[deleted] comments on I played as a Gatekeeper and came pretty close to losing in a couple of occasions. Logs and a brief recap inside.

[deleted] 9 Feb 2015 12:00 UTC
0 points
My strategy was that there would always be a default position in which I could switch if the opponent’s argument started to get too convincing, and for me that was the “there’s a 100% chance that all AIs are dangerous” position.
- MathiasZaman 9 Feb 2015 13:41 UTC
  2 points
  Parent
  Does that provide an advantage over just precommitting to answer any good argument with: “Yeah, that’s a good point, but I still won’t let you out.”
- V_V 9 Feb 2015 14:07 UTC
  1 point
  Parent
  
  “there’s a 100% chance that all AIs are dangerous”
  
  It seems to me that the default position of the Gatekeeper should be “I don’t give a shit about AIs, I’m just playing to win.”
  - Transfuturist 9 Feb 2015 17:49 UTC
    2 points
    Parent
    That really seems against the spirit of the experiment. If you categorically refuse to let the AI out, then you’re contravening the entire purpose that the AI was created for. It might as well be destroyed. The implicit cost in refusing to determine whether the AI is Friendly is enormous.
    - V_V 10 Feb 2015 18:40 UTC
      2 points
      Parent
      So what?

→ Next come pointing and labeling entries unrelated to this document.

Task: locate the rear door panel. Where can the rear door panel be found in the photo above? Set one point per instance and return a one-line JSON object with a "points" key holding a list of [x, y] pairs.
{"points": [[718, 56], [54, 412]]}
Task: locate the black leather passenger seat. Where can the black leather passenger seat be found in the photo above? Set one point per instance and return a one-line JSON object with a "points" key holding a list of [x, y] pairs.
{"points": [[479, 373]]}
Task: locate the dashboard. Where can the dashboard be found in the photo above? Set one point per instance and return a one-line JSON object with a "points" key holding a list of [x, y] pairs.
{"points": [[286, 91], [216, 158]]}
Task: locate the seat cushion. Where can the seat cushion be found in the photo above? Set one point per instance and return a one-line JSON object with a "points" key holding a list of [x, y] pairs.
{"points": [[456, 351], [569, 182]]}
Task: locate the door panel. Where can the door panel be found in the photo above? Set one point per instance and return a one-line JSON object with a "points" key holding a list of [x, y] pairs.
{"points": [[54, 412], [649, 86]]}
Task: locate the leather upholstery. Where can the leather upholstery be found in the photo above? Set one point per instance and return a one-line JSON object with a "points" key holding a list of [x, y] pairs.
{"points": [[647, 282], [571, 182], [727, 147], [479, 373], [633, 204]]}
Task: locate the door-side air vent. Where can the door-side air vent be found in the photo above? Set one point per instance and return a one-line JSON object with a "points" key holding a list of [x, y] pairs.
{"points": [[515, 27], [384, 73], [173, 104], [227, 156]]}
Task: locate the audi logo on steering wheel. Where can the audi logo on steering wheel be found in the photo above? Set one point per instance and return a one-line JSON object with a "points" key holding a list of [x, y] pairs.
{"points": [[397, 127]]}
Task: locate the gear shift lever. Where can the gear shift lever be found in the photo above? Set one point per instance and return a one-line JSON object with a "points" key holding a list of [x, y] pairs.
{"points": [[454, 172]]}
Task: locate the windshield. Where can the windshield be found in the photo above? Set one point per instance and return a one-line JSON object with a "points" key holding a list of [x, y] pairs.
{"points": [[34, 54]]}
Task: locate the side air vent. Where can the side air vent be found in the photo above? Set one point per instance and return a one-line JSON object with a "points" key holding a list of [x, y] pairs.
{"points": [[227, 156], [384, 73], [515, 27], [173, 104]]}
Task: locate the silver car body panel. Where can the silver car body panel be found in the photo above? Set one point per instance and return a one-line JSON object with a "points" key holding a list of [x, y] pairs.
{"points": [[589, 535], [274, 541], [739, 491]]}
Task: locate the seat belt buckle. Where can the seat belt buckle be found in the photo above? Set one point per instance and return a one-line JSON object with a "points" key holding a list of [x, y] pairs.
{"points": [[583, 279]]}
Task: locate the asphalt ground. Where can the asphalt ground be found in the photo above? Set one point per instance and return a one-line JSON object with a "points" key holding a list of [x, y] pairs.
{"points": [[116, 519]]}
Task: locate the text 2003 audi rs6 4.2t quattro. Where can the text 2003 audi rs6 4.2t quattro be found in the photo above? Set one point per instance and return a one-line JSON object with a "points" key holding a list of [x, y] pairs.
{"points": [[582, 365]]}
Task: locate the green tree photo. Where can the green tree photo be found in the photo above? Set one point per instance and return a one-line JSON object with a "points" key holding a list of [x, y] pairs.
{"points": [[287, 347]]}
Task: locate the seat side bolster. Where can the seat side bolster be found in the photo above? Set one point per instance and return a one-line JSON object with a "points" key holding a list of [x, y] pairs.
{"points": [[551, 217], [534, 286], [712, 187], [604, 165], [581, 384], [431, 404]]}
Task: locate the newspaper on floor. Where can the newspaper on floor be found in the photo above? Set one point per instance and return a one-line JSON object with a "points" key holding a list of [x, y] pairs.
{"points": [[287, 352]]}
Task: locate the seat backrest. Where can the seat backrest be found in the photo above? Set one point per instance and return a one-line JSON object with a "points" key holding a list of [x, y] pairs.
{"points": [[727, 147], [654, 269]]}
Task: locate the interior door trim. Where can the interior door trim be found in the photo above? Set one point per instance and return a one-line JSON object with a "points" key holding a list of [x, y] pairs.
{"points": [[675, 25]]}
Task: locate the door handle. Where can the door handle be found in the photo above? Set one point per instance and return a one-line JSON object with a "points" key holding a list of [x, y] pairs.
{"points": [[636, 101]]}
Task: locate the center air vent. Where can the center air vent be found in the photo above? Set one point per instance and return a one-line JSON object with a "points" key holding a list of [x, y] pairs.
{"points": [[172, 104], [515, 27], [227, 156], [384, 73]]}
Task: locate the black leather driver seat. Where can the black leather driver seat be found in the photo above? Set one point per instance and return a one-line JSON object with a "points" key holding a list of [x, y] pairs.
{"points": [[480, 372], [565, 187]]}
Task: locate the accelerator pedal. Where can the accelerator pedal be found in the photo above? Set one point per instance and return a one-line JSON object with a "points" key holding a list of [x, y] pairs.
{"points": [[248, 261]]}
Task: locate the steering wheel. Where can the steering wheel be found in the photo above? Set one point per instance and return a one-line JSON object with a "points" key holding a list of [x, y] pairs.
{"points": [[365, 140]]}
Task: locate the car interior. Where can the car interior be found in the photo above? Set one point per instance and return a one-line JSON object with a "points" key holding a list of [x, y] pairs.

You are not talking to a real AI, and the “experiment” is a poor model for a real AI safety assessment scenario.
      
      Keep in mind that the rules states that the “AI” player gets to determine all the context of the fictional setting and the results of all tests. It’s basically the “Game Master” in RPG terminology.
      Can you beat a sufficiently smart and motivated GM who is determined to screw you player character? Seems pretty hard (“Rocks fall, Everyone Dies”).
      
      But in this game the “AI” player needs the specific approval of the “Gatekeeper” player in order to win, and the rules allow for the “Gatekeeper” player to step out of character or play an irrational character, which is exactly what you have to do to infallibly counter any machination the “AI” player can devise.

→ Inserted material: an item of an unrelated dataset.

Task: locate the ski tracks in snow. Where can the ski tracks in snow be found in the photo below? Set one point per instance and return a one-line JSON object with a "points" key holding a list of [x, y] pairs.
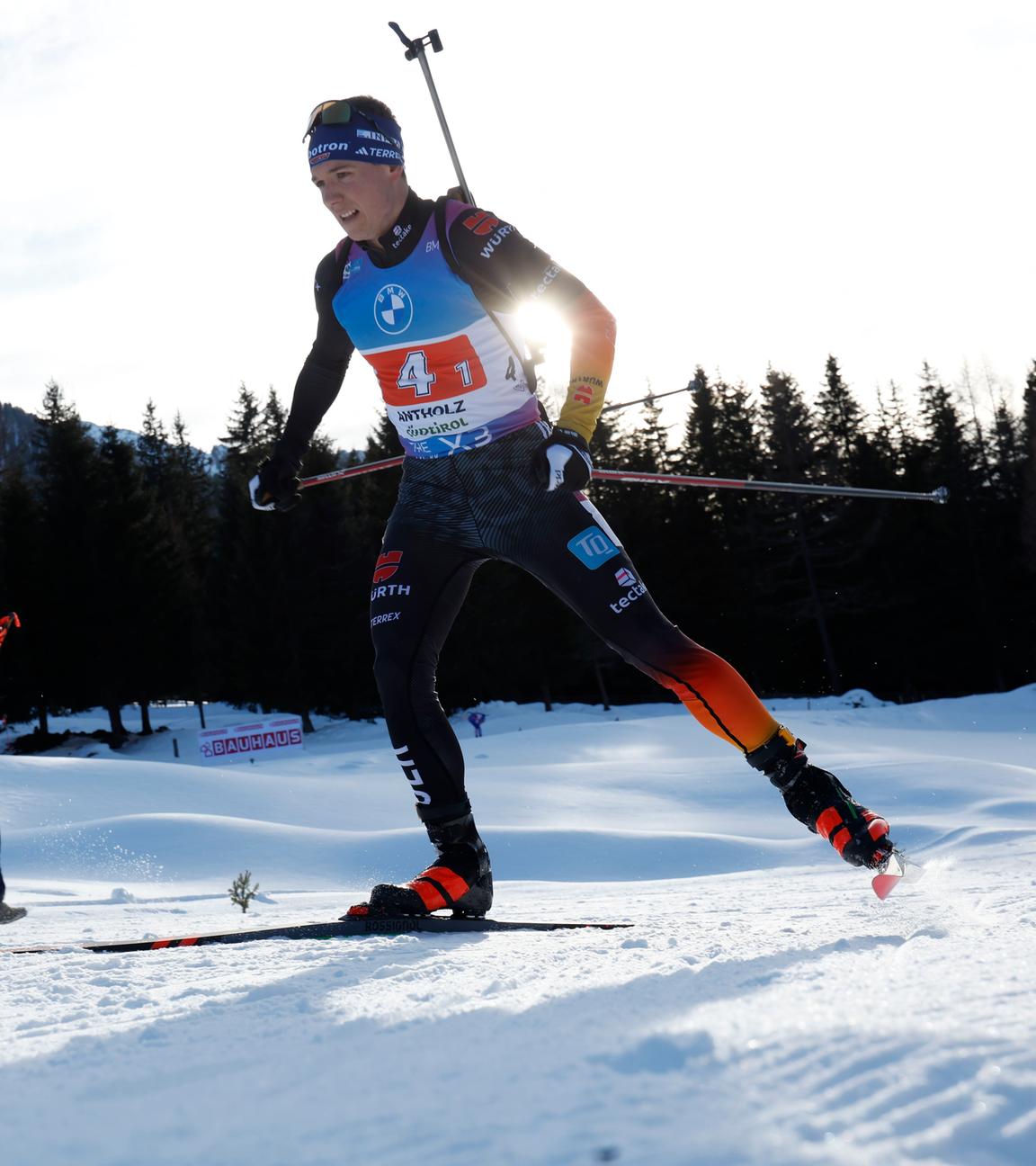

      - Transfuturist 11 Feb 2015 2:16 UTC
        5 points
        Parent
        If categorical refusal is the only way to guarantee a gatekeeper’s win, then there’s no point in running the experiment. I’m not interested in seeing the obvious results of categorical refusal, I want to see the kind of reasoning, arguments, appeals, memes, manipulations, and deals (that mere humans can come up with) that would allow a boxed AI to escape. There’s no point to the entire thing if you are emulating a rock on the floor.

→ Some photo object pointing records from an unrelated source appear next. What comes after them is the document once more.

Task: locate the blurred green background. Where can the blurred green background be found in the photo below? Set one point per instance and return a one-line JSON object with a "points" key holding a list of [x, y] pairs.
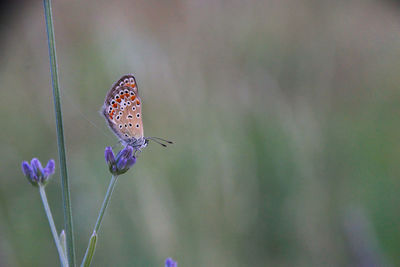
{"points": [[285, 116]]}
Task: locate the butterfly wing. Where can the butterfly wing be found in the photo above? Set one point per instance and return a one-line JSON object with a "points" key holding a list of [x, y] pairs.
{"points": [[122, 109]]}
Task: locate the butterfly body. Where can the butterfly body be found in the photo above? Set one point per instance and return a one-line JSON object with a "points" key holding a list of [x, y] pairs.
{"points": [[122, 110]]}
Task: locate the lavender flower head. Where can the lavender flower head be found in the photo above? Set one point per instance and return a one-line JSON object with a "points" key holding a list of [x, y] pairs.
{"points": [[122, 162], [35, 173], [169, 262]]}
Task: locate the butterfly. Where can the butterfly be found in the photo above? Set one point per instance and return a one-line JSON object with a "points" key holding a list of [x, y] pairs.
{"points": [[122, 110]]}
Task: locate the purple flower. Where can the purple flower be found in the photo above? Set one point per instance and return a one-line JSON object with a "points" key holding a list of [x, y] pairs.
{"points": [[122, 162], [169, 262], [35, 173]]}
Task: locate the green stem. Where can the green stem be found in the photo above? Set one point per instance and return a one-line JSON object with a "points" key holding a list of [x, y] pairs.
{"points": [[106, 201], [92, 242], [46, 206], [60, 134]]}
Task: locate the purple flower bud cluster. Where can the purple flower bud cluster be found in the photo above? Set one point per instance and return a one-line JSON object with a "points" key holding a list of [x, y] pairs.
{"points": [[35, 173], [169, 262], [122, 162]]}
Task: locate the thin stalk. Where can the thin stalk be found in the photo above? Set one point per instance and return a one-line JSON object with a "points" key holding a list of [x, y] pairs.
{"points": [[60, 134], [106, 201], [92, 241], [46, 206]]}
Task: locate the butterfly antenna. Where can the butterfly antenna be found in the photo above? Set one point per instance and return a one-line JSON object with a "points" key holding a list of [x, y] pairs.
{"points": [[158, 138], [155, 140]]}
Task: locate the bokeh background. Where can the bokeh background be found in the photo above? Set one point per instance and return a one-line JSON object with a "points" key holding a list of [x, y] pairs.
{"points": [[285, 116]]}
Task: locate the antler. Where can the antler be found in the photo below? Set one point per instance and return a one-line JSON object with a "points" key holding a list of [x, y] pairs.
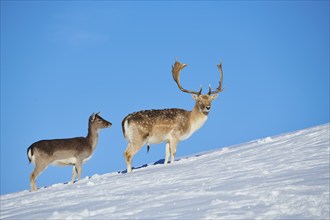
{"points": [[176, 68], [219, 89]]}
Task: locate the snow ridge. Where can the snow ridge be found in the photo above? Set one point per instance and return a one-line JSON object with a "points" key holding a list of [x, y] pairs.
{"points": [[285, 177]]}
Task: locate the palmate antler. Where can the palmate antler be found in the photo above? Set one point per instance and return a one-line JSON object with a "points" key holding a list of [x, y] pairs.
{"points": [[177, 67]]}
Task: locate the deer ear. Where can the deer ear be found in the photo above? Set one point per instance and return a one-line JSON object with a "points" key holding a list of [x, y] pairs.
{"points": [[195, 97], [214, 96]]}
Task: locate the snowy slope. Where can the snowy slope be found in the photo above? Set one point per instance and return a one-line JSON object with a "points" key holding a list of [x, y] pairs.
{"points": [[280, 177]]}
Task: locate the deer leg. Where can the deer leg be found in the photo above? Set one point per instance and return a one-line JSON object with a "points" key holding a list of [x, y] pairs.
{"points": [[131, 150], [167, 152], [38, 169], [74, 173], [78, 167], [173, 145]]}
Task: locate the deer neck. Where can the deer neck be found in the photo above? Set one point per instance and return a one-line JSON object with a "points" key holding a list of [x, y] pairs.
{"points": [[197, 118], [92, 136]]}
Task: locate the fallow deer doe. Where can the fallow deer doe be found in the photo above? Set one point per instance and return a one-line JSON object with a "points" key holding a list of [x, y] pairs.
{"points": [[167, 125], [62, 152]]}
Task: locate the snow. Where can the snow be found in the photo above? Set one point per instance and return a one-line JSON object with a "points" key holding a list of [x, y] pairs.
{"points": [[280, 177]]}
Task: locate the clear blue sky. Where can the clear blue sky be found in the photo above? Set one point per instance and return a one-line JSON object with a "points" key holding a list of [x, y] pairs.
{"points": [[61, 61]]}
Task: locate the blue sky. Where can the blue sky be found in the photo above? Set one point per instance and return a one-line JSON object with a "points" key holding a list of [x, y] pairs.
{"points": [[61, 61]]}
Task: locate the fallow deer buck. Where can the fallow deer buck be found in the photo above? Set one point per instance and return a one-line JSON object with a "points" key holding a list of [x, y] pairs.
{"points": [[63, 152], [167, 125]]}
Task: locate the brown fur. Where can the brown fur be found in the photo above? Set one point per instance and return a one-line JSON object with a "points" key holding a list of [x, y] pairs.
{"points": [[70, 151]]}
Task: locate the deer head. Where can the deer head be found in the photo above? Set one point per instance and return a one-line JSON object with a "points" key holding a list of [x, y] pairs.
{"points": [[202, 101]]}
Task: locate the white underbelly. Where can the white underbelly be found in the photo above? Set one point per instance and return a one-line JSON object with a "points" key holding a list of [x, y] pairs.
{"points": [[66, 161]]}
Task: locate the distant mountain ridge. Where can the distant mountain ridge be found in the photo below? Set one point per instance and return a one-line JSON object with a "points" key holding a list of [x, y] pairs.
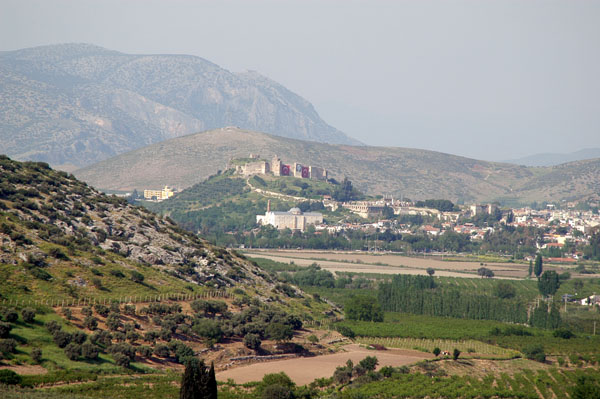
{"points": [[76, 104], [412, 173], [552, 159]]}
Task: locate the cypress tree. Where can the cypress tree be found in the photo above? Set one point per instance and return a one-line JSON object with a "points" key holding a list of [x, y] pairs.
{"points": [[537, 270], [212, 383], [198, 382]]}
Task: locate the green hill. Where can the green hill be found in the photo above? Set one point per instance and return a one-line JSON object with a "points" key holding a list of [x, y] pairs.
{"points": [[229, 203], [412, 173]]}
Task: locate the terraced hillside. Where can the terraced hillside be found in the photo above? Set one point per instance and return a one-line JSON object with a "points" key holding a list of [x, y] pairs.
{"points": [[412, 173]]}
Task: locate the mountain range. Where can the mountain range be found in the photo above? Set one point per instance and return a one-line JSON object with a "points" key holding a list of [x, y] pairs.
{"points": [[551, 159], [72, 105], [412, 173]]}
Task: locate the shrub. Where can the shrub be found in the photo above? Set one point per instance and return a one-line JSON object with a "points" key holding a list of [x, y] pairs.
{"points": [[79, 337], [124, 349], [346, 331], [36, 355], [563, 333], [162, 350], [9, 377], [52, 326], [28, 315], [369, 363], [252, 341], [73, 351], [132, 336], [113, 321], [455, 354], [90, 351], [313, 338], [535, 352], [8, 345], [145, 351], [10, 315], [121, 360], [129, 310], [5, 329], [62, 338], [137, 277], [90, 323], [102, 310], [209, 329]]}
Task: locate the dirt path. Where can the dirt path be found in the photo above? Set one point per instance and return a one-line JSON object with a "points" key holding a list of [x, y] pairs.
{"points": [[305, 370]]}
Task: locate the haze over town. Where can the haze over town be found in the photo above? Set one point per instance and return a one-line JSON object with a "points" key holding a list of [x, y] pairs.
{"points": [[488, 80]]}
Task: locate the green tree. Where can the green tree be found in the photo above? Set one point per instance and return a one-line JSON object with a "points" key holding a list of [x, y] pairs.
{"points": [[537, 269], [505, 290], [548, 283], [586, 388], [198, 381], [363, 308]]}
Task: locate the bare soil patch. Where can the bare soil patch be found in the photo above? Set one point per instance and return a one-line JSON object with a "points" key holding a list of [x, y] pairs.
{"points": [[307, 369]]}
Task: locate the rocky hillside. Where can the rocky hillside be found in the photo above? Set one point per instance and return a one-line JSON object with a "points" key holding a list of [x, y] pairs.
{"points": [[59, 237], [76, 104], [416, 174]]}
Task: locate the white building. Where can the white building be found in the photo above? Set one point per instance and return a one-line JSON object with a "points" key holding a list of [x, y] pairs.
{"points": [[293, 219]]}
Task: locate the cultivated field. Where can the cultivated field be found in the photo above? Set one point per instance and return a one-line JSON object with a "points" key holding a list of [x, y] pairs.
{"points": [[305, 370], [388, 263]]}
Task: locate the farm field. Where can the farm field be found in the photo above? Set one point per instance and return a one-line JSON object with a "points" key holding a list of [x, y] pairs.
{"points": [[346, 266], [360, 262], [305, 370]]}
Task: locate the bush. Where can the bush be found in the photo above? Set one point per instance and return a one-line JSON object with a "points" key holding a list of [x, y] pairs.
{"points": [[369, 363], [137, 277], [346, 332], [162, 350], [455, 354], [279, 332], [90, 351], [563, 333], [121, 360], [5, 329], [9, 377], [79, 337], [209, 329], [73, 351], [535, 352], [90, 323], [28, 315], [252, 341], [53, 326], [102, 310], [10, 315], [36, 355], [145, 351], [62, 338], [8, 345]]}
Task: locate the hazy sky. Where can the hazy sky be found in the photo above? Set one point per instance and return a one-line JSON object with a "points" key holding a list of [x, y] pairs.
{"points": [[484, 79]]}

        Xerographica 11 Feb 2015 2:49 UTC
        0 points
        Parent
        I agree… but honestly I’m not very familiar with the entire concept. If an equivalently intelligent alien from another planet visited us would we also want to stick it in a box? What if it was a super smart human from the future? Box him too? Why stop there? Maybe we should have boxed Einstein and it’s not too late to box Hawking and Tao.
        
        For some reason I’m a little stuck on the part where we reverse the idea that individuals are innocent until proven otherwise. Justice for me but not for thee?
        
        It wouldn’t seem very rational to argue that every exceptionally intelligent individual should be incarcerated until they can prove their innocent intentions to less intelligent individuals. What’s the basis? Does more intelligence mean less morality?
        
        When trying to figure out where to draw the line… the entire thought exercise of boxing up a sentient being by virtue of its exceptional intelligence… makes me feel a bit like a member of a lynch mob.
        Transfuturist 11 Feb 2015 9:43 UTC
        4 points
        Parent
        If Stephen Hawking were capable and willing of turning the visible universe into copies of himself, I would want to keep him boxed too. At a certain level of risk it is no longer a matter of justice, but a matter of survival of the human species, and likely all other species, sapient or otherwise.
        
        EDIT: To make it clearer, I also think it is “Just” to box a sentient entity to prevent a measure of disutility to an as-of-yet undetermined utility function approximating CEV.